Oder Mila, die Zuhörerin Danke Mila, dass du zugehört hast, dass ich dir eine Geschichte aus meinem Lebensbuch erzählen durfte.

Sexualität … Sex

Heiliger Sex? Kann Sex „uns“ heilen („erleuchten“)?

Es hat sich mit über 50 Jahren, das Geheimnis der Sexualität für mich gezeigt. Obwohl ich mit zirka 23 Jahren, dies das erste Mal erfühlte … und bei der Zeugung meiner Tochter, daran erinnert wurde, was für ein Geschenk, die Energiequelle Sexualität ist. Es war während einem Sonntag im Bett. Wir standen gegen Abend auf, ihr zukünftiger Vater öffnet eine Flasche Sekt, wir stießen an, schauten uns in die Augen und sagten: Heute haben wir ein Kind gezeugt. JA, hatten wir. Ich habe es „gesehen“. Ich erlebte diese Zeugung als eine gelb strahlende Kugel in alle richtungen sich ausdehnend und wie dieses Licht und der Samen sich vereinten. Nein, ich hatte keine Drogen intus.

Kein Wunder, dass Sexualität, in der sich dem Ende zuneigenden Epoche des Patriarchats, so „verteufelt“, in die Dunkelheit gedrängt wurde. Sexualität, für mich wirkliche, Verschmelzung, Einswerdung, das Fließen in den Zustand, sich/mich als Unbegrenzt, Ungetrennt zu … erfahren … erleben … SEIN, dieses Tor, dieses innere Wissen musste/wurde ausgetrieben.
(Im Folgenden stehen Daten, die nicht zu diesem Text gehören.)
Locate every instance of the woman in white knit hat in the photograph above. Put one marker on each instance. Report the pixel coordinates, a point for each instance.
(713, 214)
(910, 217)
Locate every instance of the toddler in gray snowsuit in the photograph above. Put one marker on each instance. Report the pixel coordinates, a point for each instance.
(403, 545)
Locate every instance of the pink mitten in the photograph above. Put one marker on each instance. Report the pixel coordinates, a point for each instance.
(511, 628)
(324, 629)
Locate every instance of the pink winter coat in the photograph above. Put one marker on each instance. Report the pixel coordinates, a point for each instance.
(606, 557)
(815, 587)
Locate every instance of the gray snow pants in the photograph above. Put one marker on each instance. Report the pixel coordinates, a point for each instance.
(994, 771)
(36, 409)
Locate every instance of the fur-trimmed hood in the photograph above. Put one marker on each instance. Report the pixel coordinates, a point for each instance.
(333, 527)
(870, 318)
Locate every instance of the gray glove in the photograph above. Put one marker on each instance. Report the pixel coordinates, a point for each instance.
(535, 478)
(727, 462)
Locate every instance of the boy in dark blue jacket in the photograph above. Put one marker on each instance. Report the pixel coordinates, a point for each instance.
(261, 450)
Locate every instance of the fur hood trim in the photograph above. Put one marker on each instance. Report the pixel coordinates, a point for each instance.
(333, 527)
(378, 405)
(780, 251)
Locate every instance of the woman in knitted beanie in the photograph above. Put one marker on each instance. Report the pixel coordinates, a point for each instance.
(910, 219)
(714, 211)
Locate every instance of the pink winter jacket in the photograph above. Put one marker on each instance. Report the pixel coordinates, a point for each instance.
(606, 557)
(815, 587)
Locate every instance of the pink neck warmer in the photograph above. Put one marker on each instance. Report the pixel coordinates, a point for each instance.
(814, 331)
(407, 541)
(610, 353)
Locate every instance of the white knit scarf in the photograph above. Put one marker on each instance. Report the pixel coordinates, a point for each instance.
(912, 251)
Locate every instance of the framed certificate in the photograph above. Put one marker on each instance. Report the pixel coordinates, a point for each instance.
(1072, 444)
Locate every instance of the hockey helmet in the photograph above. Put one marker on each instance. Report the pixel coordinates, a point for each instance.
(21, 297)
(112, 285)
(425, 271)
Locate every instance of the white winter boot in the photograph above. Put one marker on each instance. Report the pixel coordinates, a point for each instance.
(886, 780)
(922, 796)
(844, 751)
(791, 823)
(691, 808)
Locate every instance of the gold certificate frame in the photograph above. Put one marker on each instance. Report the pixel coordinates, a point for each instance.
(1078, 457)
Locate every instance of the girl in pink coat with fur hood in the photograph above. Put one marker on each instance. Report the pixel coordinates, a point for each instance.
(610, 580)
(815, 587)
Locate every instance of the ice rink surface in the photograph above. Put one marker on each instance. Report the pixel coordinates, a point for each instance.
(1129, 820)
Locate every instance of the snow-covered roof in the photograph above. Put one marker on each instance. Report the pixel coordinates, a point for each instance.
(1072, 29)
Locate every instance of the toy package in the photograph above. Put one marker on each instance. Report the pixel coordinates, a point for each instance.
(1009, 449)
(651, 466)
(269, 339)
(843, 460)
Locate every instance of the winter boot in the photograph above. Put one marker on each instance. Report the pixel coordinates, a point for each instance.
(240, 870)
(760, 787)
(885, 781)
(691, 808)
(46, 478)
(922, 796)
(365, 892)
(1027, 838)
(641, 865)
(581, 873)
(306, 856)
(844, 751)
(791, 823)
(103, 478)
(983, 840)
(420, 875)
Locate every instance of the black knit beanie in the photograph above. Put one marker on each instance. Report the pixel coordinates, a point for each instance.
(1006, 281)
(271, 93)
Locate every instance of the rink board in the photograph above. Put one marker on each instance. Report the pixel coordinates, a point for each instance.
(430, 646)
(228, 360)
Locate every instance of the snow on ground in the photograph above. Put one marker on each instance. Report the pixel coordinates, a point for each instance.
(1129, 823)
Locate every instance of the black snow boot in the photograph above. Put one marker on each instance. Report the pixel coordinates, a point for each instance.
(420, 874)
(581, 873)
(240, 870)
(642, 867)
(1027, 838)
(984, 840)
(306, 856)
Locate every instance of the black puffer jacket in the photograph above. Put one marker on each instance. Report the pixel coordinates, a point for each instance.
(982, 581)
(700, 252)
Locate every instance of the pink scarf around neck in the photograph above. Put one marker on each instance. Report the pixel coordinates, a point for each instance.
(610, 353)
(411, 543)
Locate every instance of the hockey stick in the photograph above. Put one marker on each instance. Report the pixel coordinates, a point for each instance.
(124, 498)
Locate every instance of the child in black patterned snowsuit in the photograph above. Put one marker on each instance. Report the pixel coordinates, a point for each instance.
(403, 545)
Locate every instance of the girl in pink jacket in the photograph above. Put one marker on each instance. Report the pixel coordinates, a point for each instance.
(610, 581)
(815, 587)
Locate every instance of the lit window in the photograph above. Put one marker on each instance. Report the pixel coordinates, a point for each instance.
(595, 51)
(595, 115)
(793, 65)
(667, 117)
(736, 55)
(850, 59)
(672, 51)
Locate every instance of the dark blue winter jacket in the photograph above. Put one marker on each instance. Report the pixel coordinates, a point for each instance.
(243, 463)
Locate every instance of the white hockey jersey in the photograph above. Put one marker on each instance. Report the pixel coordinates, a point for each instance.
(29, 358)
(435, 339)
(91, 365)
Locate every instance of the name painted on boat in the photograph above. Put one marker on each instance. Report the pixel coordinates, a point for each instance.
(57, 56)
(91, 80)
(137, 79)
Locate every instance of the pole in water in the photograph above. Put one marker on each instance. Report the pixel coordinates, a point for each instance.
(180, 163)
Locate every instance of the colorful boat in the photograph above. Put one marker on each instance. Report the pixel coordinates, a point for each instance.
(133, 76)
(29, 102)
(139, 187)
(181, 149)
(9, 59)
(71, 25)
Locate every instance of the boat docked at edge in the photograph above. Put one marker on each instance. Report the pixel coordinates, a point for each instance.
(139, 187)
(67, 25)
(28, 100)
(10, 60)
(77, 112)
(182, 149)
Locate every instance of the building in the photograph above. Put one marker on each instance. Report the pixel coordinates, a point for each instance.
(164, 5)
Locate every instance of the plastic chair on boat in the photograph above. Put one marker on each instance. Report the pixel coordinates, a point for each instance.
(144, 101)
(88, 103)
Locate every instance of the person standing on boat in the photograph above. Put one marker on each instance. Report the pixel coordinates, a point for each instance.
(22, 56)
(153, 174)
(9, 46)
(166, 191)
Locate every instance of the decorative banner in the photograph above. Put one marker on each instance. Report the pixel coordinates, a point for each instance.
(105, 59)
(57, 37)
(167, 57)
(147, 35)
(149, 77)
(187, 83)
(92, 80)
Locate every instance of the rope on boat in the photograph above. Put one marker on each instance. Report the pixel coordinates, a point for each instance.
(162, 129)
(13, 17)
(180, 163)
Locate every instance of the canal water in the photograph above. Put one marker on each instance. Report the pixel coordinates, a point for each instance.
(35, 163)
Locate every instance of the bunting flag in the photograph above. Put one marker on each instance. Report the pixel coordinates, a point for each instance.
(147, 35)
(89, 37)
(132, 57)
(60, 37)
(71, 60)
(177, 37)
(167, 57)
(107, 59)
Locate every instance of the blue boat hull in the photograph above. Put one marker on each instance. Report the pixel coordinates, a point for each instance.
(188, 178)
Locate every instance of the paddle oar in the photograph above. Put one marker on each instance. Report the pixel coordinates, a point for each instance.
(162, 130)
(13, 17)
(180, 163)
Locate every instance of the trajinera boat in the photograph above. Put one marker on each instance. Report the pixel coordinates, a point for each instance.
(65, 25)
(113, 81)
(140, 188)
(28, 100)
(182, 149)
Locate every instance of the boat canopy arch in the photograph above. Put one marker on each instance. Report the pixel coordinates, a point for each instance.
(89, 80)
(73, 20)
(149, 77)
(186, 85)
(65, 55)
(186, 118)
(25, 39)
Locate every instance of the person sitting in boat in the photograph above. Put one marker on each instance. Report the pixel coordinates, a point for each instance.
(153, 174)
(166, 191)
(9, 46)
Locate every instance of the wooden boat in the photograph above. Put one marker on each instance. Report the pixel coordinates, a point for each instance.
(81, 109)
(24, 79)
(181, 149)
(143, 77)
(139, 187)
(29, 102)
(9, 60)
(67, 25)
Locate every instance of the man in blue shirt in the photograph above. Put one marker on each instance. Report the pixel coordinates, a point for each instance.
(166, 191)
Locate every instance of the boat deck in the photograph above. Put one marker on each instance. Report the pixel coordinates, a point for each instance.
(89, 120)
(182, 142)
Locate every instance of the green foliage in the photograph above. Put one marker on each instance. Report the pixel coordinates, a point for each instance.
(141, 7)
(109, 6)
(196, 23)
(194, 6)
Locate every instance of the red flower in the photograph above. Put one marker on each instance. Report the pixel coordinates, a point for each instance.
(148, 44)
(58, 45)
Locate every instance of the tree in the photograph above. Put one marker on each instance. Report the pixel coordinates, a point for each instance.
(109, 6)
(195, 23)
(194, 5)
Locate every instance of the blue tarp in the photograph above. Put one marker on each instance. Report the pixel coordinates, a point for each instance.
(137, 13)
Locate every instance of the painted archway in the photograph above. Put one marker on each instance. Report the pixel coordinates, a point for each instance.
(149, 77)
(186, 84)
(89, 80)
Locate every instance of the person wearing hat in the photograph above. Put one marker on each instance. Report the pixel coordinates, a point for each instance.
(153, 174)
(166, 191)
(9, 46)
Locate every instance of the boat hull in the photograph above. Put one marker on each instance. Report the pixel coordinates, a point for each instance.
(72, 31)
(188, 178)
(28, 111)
Das „ver – rückte“ ist, dass dies für mich ganz leicht geschah als ich begriffen habe, dass ich einfach nur ICH BIN. Nicht überlegen, gefällt ihm das oder was auch immer. Es geht nicht um den Anderen. Es geht dabei NUR um mich. Immer. Nicht nur in der Sexualität. Bin ich so bei mir, so Selbst, dass der Vorhang sich lüftet? Bin ich präsent? Bin ich hier? Wirklich hier im JETZT?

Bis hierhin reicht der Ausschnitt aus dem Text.